Thursday 19 April 2012

The impact of the proposed EU data reforms


The Confederation of British Industry (CBI), a UK business lobbying organisation, has shared its concerns over the proposed changes to the EU data protection regulations; specifically, the potential financial impact on businesses as well as the risk of data compliance restrictions stifling innovation.

The CBI argues that many innovative business models, citing advertising and the music industry as examples, rely on data-sharing to generate revenue and ensure they are providing a tailored user experience and suggests that proposed reforms would restrict businesses’ ability to do this.

In addition to implementing data-sharing restrictions, the CBI highlights the financial consequence of complying with the reforms. The European Commission claims that its proposals will save businesses €2.3 billion a year, across all EU countries, by creating a coherent and streamlined approval process for organisations working across EU states. However, the CBI believes that this is an overestimation of the business benefits and overlooks compliance costs such as changing IT systems, re-training staff, implementing call centres to handle data compliance issues and, in some cases, appointing a Data Protection Officer. While costs are likely to be incurred in order to comply, businesses need to carefully consider the potential cost should they suffer a data breach.
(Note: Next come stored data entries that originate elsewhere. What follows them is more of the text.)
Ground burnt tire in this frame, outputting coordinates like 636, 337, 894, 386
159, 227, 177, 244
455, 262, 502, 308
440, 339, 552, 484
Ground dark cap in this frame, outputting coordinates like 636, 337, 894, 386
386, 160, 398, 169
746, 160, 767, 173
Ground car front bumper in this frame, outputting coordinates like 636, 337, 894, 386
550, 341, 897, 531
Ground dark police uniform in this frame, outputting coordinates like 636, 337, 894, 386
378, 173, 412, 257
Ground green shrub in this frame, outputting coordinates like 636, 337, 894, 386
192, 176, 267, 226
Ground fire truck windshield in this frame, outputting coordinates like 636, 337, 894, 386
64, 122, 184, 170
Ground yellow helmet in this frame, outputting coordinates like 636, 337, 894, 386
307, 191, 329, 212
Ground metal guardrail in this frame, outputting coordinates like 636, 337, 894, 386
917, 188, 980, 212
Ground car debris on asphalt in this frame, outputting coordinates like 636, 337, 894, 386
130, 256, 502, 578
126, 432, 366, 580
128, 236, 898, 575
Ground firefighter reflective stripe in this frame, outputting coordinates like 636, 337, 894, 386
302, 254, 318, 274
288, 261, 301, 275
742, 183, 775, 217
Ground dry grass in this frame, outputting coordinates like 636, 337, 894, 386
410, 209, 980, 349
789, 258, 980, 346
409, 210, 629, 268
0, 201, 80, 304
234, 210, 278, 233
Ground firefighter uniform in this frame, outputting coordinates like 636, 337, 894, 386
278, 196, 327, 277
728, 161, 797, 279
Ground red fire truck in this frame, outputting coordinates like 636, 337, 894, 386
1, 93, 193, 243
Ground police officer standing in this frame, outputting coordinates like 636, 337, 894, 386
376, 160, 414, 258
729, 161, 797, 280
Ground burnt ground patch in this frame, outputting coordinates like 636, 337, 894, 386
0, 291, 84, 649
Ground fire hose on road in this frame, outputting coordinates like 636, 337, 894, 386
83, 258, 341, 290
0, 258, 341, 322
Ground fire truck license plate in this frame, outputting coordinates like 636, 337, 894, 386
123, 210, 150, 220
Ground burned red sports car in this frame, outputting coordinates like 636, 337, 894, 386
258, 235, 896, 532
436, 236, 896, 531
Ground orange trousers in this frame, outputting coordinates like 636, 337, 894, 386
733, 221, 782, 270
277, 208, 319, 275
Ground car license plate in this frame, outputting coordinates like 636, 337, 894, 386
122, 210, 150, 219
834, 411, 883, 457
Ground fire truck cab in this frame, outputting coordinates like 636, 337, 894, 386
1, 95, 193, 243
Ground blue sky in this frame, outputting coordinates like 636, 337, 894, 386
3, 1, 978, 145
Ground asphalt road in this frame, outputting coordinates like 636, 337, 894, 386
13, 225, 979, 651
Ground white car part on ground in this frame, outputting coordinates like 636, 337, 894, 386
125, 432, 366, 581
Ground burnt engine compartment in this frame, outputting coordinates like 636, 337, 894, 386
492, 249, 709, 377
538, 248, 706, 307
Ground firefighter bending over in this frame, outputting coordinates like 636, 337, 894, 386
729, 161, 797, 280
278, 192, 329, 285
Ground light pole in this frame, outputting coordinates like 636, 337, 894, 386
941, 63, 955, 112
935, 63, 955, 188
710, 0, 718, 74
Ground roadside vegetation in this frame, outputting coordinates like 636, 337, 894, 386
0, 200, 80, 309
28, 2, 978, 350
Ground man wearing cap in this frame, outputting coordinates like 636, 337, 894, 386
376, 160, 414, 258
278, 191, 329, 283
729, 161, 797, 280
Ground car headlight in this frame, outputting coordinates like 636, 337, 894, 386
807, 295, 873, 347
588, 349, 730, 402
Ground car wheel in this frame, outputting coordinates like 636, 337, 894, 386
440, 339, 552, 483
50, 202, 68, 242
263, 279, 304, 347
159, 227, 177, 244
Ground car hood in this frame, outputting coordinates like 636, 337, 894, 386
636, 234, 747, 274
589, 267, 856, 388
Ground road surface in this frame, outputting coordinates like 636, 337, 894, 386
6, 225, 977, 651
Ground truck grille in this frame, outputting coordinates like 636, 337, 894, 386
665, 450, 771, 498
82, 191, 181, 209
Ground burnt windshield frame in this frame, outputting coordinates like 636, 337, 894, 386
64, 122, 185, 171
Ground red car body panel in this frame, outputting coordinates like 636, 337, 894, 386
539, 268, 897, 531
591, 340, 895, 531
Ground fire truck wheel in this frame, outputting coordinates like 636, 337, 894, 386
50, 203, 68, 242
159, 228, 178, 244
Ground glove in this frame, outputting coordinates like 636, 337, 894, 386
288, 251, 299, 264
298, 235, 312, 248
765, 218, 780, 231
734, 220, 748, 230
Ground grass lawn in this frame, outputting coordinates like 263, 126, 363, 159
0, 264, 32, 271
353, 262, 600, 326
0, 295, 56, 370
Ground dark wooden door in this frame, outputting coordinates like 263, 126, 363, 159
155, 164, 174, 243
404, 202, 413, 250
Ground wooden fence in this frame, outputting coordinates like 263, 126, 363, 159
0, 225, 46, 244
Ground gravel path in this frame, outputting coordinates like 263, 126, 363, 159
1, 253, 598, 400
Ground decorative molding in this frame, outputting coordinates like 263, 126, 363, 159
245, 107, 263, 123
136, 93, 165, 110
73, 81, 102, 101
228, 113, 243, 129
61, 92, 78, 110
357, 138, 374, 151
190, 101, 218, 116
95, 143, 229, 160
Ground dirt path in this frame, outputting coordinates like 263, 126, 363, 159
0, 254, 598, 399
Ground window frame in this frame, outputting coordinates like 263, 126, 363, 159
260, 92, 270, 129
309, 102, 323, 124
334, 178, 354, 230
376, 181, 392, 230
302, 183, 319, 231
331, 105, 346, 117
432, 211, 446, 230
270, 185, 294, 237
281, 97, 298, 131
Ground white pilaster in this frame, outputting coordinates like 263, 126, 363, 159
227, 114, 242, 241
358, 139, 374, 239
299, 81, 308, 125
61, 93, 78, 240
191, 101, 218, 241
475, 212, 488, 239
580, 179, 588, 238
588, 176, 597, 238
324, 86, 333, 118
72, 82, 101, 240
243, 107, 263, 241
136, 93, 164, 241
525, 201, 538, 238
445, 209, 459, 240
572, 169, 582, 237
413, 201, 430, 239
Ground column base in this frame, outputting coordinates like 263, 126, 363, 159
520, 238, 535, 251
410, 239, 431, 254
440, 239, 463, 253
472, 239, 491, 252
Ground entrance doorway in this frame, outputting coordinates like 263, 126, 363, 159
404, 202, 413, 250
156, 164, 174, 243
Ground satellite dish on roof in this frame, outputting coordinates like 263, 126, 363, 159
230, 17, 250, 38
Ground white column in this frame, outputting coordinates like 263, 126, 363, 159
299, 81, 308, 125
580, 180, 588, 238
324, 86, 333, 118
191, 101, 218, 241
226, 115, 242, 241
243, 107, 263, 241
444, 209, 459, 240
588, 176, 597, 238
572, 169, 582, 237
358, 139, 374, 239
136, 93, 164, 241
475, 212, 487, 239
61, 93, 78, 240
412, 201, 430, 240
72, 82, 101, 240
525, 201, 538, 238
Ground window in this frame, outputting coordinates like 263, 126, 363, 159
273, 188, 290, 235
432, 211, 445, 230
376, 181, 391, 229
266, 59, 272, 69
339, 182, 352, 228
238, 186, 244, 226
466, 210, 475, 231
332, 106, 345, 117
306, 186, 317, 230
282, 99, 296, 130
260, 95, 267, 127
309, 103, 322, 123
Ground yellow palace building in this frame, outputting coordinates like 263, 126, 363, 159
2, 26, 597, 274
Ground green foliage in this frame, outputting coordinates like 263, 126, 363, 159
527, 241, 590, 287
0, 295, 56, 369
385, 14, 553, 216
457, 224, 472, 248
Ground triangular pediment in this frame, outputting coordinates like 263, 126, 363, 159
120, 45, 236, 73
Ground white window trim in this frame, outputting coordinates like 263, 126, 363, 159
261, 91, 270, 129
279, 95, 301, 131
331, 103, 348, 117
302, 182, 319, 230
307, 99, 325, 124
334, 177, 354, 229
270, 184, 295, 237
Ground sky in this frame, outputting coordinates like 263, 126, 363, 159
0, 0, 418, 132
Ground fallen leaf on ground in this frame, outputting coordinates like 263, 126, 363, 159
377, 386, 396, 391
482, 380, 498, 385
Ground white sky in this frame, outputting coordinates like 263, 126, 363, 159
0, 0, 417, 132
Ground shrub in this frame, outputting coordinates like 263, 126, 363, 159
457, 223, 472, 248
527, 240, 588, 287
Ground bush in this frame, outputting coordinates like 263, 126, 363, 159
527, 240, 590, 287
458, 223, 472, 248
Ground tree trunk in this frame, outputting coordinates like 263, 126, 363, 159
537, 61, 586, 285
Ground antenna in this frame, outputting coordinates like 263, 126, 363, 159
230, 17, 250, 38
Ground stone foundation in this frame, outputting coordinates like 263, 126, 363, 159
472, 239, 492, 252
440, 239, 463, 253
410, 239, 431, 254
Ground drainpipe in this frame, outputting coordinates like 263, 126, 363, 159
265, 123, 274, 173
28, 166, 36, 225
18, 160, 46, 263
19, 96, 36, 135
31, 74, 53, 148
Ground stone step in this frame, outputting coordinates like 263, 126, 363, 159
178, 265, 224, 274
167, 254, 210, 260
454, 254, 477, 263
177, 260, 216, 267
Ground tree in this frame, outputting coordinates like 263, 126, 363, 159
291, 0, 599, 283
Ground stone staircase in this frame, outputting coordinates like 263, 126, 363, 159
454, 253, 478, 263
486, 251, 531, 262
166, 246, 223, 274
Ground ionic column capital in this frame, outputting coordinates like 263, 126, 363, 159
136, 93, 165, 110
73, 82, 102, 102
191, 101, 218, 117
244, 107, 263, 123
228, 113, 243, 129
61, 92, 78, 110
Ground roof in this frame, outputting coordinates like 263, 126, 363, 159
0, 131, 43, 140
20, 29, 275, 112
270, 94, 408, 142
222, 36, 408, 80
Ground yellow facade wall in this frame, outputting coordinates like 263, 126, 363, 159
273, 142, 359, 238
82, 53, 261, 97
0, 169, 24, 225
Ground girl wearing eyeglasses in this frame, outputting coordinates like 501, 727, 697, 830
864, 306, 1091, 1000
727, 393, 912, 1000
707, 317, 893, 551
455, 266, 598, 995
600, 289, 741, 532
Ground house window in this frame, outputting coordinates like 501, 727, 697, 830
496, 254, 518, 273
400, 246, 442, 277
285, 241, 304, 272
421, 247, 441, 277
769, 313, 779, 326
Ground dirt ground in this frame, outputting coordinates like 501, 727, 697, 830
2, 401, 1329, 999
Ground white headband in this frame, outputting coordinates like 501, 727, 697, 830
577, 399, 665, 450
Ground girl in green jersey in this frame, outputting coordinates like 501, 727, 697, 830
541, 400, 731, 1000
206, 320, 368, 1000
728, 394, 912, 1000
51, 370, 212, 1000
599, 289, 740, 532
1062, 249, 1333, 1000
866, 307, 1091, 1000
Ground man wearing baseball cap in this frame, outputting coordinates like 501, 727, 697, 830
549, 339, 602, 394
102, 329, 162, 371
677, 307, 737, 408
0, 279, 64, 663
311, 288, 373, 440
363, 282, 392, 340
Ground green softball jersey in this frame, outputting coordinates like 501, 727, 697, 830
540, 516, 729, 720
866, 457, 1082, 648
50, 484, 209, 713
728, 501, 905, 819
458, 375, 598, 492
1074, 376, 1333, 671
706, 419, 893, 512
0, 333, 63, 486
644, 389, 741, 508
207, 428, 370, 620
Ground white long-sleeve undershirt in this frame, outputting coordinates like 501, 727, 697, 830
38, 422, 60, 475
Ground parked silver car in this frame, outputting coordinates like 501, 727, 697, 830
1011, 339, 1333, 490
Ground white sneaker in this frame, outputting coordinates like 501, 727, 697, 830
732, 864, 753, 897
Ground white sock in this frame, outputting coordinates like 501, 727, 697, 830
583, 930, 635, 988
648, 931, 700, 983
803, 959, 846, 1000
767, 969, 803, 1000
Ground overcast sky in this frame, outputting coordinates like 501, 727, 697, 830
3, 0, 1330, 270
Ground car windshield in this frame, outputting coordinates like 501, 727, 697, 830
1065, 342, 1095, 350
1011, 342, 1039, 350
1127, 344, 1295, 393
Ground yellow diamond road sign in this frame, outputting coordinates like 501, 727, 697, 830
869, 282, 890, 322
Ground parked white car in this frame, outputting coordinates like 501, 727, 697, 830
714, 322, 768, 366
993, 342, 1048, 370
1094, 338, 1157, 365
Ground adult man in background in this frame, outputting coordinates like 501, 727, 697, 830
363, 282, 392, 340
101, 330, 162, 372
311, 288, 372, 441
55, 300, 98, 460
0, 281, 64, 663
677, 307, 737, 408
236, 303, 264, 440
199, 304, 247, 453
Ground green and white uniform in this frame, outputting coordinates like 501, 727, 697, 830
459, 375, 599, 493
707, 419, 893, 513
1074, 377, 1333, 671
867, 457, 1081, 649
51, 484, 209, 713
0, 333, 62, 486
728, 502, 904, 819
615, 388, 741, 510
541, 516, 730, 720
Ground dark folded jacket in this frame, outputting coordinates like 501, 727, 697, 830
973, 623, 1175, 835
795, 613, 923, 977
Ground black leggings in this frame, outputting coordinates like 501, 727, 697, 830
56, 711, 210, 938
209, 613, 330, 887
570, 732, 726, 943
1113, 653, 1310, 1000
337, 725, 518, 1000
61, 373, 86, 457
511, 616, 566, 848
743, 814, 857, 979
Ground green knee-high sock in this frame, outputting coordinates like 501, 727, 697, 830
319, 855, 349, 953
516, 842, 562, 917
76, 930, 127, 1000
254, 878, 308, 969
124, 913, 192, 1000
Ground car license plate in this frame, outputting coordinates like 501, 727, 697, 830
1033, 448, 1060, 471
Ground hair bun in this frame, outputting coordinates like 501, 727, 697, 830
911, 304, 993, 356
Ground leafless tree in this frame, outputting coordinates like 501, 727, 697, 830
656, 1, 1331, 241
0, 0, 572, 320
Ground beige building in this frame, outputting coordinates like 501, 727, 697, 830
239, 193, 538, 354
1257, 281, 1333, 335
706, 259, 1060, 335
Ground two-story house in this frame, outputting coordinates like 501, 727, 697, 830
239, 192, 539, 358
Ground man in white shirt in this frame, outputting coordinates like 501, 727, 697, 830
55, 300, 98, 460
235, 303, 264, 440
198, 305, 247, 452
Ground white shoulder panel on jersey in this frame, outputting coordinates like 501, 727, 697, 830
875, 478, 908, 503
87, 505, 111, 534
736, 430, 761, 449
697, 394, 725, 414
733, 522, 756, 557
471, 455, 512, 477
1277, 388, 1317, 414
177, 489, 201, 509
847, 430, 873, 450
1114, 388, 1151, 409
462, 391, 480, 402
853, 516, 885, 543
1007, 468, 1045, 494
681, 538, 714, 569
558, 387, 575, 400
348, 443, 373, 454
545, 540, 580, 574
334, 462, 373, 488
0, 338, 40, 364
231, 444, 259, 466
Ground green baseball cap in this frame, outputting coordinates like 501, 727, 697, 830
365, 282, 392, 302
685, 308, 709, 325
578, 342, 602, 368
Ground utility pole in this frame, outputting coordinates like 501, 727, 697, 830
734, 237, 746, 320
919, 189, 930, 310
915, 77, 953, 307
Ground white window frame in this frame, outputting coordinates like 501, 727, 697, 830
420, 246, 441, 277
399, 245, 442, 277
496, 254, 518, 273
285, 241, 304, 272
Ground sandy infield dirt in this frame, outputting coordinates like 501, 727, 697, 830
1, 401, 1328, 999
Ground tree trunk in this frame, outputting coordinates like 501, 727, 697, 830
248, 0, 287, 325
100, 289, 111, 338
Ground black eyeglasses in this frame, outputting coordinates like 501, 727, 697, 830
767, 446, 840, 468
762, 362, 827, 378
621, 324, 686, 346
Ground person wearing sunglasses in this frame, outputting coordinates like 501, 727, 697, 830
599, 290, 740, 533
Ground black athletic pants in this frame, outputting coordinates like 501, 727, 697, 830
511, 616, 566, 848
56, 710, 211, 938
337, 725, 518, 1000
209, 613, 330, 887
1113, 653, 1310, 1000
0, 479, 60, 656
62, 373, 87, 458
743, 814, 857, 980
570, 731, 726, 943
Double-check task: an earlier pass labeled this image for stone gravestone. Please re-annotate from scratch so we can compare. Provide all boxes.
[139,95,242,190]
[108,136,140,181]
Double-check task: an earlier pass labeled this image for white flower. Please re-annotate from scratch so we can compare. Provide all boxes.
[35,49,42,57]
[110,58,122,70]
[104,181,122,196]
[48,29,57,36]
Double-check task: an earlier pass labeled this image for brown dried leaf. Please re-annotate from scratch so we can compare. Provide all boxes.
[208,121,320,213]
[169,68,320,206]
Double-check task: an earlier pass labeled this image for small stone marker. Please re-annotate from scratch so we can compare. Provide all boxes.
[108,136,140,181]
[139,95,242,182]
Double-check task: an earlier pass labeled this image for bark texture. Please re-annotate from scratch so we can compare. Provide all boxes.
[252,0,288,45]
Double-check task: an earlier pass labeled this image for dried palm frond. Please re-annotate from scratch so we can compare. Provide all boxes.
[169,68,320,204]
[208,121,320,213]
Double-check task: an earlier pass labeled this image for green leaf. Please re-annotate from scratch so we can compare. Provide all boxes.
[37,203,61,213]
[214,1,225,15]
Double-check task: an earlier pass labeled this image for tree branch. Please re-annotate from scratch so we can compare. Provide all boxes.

Businesses could potentially face fines of up to two percent of their revenues should they fail to report a breach in the 24 hour time period and the cost to brand reputation should not be overlooked either, as recently demonstrated in the news reports surrounding Global Payments’ data breach.

Those that choose to implement a document management system mitigate the risk of suffering a data breach and incurring huge fines as their documents containing sensitive data are stored in a central, secure system. Other cost burdens that the CBI highlight, such as re-training and IT refresh, would also be significantly reduced, if not eliminated, as the document system is integrated with existing IT infrastructure, improving ease of use.